Stern stwierdził, że budynek z prawej strony ulicy niczym szczególnym się nie wyróżnia. Zresztą po lewej stronie stała niemal identyczna stara zabudowa. Na parapetach na parterze wystawione były drewniane skrzynki z pelargoniami, a na pierwszym piętrze w otwartym oknie suszyła się damska koszula i poszarzałe kalesony z troczkami, z których kapała na chodnik woda. Właśnie mieli wejść do środka, gdy nagle zza uchylonych drzwi wyskoczył czarny kot i z przeraźliwym miauczeniem przemknął na drugą stronę ulicy. Wilga aż podskoczyła, a Jakub, choć nie był przesądny, na wszelki wypadek splunął przez lewe ramię, zrzucając wszystko na feralną datę.
Wnętrze klatki schodowej, do której weszli, było mroczne. Z otwartych drzwi do piwnicy ciągnęło mieszaniną gazu i pleśni. Drewniane stopnie, po których ruszyli na górę, były zdeptane i zapadnięte. W sfatygowanej poręczy brakowało kilkunastu szczebli, a w powstałą w ten sposób dziurę ktoś nieudolnie wstawił jeden nieoheblowany kołek, by uchronić lokatorów przed skręceniem karku.

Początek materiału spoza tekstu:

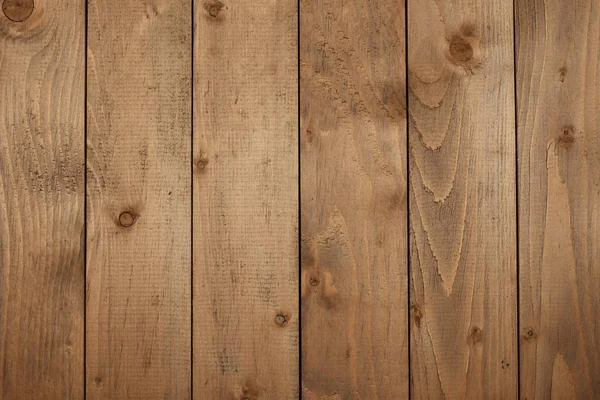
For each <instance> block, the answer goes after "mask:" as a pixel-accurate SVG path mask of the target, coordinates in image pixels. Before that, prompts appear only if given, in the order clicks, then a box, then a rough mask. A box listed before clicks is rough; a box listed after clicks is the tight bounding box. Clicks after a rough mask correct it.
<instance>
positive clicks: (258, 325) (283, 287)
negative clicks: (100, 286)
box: [193, 0, 299, 399]
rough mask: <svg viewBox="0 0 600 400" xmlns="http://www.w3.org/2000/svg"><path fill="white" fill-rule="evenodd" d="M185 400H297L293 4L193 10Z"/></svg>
mask: <svg viewBox="0 0 600 400" xmlns="http://www.w3.org/2000/svg"><path fill="white" fill-rule="evenodd" d="M194 8H195V16H194V20H195V36H194V48H195V53H194V59H195V61H194V92H195V93H194V94H195V96H194V108H195V110H194V162H195V165H194V179H193V180H194V200H193V201H194V206H193V207H194V224H193V225H194V262H193V264H194V279H193V280H194V282H193V285H194V296H193V297H194V306H193V307H194V327H193V332H194V338H193V340H194V359H193V362H194V368H193V370H194V397H195V398H196V399H220V398H222V399H230V398H231V399H242V398H243V399H259V398H260V399H294V398H297V397H298V392H299V390H298V326H299V323H298V314H299V313H298V285H299V282H298V189H297V188H298V183H297V182H298V168H297V165H298V150H297V148H298V139H297V137H298V122H297V121H298V120H297V118H298V117H297V110H298V108H297V107H298V101H297V97H298V84H297V76H298V73H297V18H298V15H297V4H296V1H295V0H281V1H276V0H269V1H262V2H248V1H245V0H231V1H228V0H225V3H223V2H220V1H218V0H205V1H204V0H196V2H195V6H194Z"/></svg>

Trzymając się ściany, weszli na drugie piętro. Drzwi oznaczone szóstką znajdowały się po prawej stronie. Jakub spojrzał na Wilgę, wziął głęboki oddech i głośno zastukał. Niemal natychmiast dobiegł zza nich odgłos kroków, a potem zgasło na kilka sekund światełko okrągłego mosiężnego judasza.
Szczęknął zamek i po chwili drzwi uchyliły się nieznacznie. W szczelinie bronionej przez łańcuch widać było posiwiałą głowę i pomarszczone usta, które zapytały:
– Czego państwo sobie życzą?
Wilga wyjaśniła miłym głosem, że przychodzą z redakcji „Kuriera”. Podali swoje imiona i nazwiska i dla porządku pokazali legitymacje dziennikarskie, wtedy łańcuch opadł i ujrzeli na progu niewysoką starszą panią.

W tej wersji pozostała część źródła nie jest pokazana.